Mr Ndiema submitted that JKIA generates over 90 per cent of KAA’s revenue and that by ceding the business unit that generates the largest share of their revenue to KQ, KAA would remain a shell.
KAA would be unable to expand and grow more aerodromes and airports in the country due to insufficient funding.
“Kawu noted that KPMG, an audit and consulting firm contracted by KAA as its transaction adviser on the PIIP, had observed that it had not received detailed financial information from KQ to ascertain whether it would be able to fund the PIIP.
Kawu told the committee that KPMG noted that despite KQ having restructured their debt in 2017, it had continued to experience difficulties in restructuring its debts and that its non-equity participating lenders had not been informed about the PIIP, which would adversely affect KQ’s existing loan arrangements.

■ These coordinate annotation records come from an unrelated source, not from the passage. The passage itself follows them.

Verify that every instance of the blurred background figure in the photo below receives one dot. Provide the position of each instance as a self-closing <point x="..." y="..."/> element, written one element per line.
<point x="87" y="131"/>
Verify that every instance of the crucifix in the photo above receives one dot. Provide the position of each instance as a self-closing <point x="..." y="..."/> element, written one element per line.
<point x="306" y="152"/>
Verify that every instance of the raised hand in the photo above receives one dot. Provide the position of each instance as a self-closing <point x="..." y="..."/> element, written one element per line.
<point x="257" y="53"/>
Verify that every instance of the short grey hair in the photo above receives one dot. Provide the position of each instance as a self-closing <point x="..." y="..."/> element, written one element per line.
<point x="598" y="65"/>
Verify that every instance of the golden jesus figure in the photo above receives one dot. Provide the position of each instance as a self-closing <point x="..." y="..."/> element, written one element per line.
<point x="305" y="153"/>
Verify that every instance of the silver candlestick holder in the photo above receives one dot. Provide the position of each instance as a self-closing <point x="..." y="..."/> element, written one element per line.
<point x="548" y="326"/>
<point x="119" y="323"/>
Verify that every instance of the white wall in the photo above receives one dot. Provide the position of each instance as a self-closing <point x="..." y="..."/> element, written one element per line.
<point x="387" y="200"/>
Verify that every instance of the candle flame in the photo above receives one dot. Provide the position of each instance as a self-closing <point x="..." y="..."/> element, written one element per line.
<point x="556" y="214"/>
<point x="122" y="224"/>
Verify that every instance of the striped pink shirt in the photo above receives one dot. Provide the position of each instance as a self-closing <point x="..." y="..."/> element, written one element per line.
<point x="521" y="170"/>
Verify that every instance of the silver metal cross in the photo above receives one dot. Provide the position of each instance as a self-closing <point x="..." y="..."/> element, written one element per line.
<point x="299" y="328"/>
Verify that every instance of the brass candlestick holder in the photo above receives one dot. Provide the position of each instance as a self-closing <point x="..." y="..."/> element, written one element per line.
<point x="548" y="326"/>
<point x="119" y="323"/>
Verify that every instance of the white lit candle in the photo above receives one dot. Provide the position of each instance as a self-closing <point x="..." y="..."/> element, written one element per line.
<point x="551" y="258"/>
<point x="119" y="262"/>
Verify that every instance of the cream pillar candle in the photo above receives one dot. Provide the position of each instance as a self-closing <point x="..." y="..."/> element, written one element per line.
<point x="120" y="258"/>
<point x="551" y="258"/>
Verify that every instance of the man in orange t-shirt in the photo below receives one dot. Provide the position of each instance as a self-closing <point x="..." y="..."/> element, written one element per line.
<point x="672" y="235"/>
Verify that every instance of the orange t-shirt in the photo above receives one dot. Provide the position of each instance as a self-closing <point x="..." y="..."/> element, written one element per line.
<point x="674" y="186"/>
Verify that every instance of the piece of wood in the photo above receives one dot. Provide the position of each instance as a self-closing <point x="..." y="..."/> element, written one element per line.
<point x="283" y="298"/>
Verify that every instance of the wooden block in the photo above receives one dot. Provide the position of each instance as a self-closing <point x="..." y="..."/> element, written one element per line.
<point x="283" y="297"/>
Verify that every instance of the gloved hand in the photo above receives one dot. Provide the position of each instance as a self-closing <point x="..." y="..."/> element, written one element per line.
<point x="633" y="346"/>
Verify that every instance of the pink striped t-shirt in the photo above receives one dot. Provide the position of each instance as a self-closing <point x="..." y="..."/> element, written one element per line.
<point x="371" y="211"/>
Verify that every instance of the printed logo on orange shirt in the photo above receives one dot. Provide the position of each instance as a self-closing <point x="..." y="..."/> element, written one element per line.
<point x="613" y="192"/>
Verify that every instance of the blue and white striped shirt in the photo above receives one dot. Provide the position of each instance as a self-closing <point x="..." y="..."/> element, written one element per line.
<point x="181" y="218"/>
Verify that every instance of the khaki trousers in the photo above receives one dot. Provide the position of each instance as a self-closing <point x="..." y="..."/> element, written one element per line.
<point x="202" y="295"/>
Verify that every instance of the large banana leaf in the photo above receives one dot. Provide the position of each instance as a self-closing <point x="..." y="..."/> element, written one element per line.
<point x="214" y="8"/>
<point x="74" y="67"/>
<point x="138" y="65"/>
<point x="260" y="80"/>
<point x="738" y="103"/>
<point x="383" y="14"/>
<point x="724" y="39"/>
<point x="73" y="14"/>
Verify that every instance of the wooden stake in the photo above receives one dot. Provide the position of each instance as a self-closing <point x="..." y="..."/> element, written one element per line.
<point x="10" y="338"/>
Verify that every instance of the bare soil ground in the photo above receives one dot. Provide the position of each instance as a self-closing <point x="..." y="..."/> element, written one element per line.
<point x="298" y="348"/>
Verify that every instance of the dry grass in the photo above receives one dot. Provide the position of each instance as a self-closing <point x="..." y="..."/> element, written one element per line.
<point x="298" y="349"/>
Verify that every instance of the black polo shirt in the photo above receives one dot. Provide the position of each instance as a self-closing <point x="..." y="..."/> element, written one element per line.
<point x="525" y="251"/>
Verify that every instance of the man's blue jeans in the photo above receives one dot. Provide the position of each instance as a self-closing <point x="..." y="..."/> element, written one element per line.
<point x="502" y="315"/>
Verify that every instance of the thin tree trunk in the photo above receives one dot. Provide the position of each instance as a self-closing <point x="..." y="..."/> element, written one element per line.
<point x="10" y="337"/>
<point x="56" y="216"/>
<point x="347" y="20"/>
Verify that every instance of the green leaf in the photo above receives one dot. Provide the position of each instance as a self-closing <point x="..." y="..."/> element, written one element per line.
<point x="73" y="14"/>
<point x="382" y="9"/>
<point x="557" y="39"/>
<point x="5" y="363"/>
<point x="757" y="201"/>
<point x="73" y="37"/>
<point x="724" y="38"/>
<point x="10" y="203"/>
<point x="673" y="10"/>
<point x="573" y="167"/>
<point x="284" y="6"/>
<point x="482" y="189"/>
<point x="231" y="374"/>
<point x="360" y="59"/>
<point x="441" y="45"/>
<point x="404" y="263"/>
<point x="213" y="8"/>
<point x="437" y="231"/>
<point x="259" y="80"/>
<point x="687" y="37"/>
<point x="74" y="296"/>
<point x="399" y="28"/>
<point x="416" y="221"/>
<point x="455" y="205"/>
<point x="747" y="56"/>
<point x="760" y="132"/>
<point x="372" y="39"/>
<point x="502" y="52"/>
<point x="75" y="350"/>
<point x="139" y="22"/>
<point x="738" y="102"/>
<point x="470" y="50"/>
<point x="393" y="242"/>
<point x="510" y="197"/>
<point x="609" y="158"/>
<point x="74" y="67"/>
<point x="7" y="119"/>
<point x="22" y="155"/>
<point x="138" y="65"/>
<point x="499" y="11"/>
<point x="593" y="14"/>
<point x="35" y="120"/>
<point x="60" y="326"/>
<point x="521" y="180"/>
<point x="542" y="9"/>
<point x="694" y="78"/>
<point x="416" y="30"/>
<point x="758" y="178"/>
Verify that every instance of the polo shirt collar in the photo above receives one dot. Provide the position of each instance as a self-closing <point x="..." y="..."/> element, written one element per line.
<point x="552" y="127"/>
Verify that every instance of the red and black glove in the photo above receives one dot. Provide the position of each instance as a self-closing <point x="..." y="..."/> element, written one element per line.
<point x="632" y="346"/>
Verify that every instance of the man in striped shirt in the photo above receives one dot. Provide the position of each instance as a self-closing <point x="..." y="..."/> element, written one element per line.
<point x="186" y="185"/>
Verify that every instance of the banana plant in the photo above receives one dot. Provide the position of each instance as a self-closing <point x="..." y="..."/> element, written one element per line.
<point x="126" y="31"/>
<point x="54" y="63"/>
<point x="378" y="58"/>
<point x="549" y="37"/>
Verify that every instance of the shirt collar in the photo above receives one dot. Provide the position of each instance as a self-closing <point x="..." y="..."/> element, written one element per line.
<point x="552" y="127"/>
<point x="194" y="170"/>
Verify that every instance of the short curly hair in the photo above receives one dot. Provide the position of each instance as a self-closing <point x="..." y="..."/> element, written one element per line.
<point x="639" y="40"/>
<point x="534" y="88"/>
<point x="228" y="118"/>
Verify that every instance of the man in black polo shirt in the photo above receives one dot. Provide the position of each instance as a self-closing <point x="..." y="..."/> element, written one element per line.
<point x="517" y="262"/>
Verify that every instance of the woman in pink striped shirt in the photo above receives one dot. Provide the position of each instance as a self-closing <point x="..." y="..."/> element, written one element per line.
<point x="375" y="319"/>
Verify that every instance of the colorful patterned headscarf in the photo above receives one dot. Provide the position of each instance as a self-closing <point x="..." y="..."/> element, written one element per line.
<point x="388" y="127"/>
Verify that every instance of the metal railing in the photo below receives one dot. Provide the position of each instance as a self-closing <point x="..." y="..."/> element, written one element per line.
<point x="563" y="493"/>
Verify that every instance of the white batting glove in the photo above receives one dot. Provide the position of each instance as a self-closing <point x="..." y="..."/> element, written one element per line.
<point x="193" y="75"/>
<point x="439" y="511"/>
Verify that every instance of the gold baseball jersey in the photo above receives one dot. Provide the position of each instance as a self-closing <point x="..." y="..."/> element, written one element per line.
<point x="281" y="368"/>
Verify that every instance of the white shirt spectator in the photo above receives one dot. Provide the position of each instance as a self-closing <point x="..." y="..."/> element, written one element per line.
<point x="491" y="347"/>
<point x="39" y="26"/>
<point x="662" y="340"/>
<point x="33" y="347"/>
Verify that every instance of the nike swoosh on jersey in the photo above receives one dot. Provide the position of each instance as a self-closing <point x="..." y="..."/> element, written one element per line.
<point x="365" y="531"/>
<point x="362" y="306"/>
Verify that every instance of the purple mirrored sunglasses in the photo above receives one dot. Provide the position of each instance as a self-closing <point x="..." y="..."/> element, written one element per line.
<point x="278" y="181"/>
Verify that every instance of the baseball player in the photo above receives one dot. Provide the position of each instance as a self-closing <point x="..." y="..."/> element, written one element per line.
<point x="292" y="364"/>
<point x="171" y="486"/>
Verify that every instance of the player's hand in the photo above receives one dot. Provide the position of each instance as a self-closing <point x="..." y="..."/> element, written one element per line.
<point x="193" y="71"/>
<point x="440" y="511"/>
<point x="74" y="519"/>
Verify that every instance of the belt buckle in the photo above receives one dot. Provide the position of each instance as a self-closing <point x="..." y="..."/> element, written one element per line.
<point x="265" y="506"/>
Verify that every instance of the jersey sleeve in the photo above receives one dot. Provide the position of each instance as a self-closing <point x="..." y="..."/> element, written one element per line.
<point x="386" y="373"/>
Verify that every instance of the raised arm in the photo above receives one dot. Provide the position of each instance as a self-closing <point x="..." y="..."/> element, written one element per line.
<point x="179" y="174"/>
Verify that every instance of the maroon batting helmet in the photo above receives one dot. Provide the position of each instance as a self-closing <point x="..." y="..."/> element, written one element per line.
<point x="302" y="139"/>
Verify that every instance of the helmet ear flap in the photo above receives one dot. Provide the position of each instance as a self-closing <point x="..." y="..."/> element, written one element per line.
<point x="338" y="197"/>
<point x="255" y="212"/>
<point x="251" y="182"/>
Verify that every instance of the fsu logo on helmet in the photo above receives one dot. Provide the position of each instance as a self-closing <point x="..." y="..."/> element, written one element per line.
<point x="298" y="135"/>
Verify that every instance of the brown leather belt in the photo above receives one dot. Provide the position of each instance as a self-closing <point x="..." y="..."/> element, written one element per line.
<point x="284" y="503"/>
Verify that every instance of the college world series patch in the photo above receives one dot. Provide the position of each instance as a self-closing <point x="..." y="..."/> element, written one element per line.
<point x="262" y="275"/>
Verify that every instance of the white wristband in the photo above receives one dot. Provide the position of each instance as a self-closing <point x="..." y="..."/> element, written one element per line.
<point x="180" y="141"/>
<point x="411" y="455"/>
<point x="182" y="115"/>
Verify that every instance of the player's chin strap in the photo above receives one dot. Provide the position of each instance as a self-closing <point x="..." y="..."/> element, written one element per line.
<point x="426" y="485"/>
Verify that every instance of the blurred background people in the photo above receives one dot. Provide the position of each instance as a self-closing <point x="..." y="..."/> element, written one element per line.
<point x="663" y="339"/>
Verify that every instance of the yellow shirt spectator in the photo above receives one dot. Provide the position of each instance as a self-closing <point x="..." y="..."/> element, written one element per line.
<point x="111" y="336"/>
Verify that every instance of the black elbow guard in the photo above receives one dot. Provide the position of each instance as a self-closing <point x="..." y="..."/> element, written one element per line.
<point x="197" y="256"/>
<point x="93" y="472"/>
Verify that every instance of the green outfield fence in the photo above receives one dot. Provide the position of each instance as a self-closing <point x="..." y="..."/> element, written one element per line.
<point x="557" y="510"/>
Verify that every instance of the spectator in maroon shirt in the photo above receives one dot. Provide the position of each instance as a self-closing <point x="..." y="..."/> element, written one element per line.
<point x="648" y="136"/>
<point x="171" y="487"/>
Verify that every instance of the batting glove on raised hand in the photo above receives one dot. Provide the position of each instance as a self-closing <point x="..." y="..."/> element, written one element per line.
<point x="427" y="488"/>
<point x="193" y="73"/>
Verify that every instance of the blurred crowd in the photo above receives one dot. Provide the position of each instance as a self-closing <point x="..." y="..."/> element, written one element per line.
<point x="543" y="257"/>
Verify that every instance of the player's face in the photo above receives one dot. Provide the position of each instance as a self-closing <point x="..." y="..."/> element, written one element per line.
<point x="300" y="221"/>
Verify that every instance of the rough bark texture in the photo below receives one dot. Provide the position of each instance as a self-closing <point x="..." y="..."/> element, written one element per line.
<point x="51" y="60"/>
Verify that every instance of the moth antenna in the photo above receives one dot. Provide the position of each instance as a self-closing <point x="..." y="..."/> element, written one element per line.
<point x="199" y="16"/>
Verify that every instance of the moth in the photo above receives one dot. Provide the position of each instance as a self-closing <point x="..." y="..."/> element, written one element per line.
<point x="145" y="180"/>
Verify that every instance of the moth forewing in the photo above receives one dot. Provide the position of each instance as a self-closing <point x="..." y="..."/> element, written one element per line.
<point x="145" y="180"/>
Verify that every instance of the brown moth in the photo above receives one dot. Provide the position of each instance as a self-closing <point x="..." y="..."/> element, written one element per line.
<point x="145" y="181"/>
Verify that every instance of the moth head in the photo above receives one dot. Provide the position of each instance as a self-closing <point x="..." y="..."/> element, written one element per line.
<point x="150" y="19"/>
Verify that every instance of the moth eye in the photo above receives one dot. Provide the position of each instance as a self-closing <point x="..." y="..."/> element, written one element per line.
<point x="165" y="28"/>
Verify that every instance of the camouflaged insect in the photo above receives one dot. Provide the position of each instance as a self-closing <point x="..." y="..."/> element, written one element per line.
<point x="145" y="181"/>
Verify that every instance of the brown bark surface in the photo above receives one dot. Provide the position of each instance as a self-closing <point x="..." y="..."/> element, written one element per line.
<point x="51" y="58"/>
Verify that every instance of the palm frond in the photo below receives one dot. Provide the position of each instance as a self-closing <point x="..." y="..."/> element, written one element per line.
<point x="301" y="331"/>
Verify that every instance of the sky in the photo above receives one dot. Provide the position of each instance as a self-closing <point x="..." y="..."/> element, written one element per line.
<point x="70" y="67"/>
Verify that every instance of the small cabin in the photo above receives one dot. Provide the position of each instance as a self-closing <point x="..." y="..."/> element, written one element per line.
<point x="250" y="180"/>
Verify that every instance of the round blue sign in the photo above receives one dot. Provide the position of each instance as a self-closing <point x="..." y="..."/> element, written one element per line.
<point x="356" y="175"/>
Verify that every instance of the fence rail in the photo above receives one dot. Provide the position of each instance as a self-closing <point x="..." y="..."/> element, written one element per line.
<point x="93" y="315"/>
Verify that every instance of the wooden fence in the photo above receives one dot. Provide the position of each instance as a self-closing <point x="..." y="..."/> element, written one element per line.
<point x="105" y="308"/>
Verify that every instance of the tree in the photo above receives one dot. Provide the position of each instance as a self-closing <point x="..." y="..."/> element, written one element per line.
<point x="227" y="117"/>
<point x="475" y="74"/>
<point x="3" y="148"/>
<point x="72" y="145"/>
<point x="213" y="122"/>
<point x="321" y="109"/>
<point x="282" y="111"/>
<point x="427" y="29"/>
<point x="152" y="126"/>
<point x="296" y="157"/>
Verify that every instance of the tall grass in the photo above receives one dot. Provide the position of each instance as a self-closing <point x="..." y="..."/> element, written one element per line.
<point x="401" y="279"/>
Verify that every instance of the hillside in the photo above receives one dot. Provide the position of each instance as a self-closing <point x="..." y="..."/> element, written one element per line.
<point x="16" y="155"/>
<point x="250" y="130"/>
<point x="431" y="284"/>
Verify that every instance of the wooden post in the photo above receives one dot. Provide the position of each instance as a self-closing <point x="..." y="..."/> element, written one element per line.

“Kawu further submitted that KPMG had concluded that KQ lacks the credentials and the competence to run an airport like JKIA and that without JKIA revenues, KAA would require funding for the other aerodromes and its liabilities such as environmental remediation and pension deficit funding,” the committee report stated.
Kawu argued the JKIA take-over was not the only option available to turn around KQ.
The union noted that in February 2017, KQ had contracted Seabury Group that recommended the conversion of debts owed to local banks and the government to equity, the negotiation of productivity based collective bargaining agreements, engaging the government to waive taxes on imported aircraft material for maintenance and jet fuel to save Sh7 billion annually. It also recommended the enactment of a law to ensure all government employees and contractors use KQ for their travel.KQ only implemented the recommendation to convert debt to equity.
Kawu suggested that the sale-lease-back of the aircraft owned by KQ would allow it to raise Sh50 billion to Sh70 billion.
Kenya Association of Air Operators CEO Eutychus Karumba told the MPs they were yet to see the PIIP and that despite having been called for a public consultative forum over the document, the forum was indefinitely postponed.
The committee listed exorbitant aircraft leasing costs, a fuel hedging model that abets financial leaks, huge wage bill and expensive KQ ticket prices that force passengers to go to cheaper airlines such as Emirates and ET among the reasons the airline was going through financial turbulence.
Indeed, Mr Mikosz said salaries of the around 3,700 employees constituted 19 per cent of the airline’s total costs. He submitted that on average, airline captains and first officers earn Sh1.6 million and Sh900, 000 per month, respectively.
Mr Mikosz told the committee a KQ pilot’s pay was not commensurate with their productivity. He said KQ pilots flew an average of 533 hours per year, much lower than the 859 hours flown by ET pilots, who get half the pay.
The CEO himself said he earned Sh4 million in salary, allowances and benefits before tax.
“Kenya Airways and KAA neither informed nor engaged their employees on the PIIP, which is a sensitive issue with a great potential to affect their jobs,” the committee observed.
The committee recommended that Kenya Airways be nationalised. Upon nationalisation, the MPs directed the government undertakes a staff rationalisation programme with a view of retaining existing staff and harmonising the terms of service and remuneration.
They also asked the government to review aircraft leasing agreements to renegotiate better terms.
The committee also recommended that the government establishes an aviation holding company with four wholly-owned subsidiaries: JKIA Company incorporated to manage JKIA as an international hub, ground handling and catering services; KAA with revised mandate, KQ as the national carrier and a centralised aviation services college.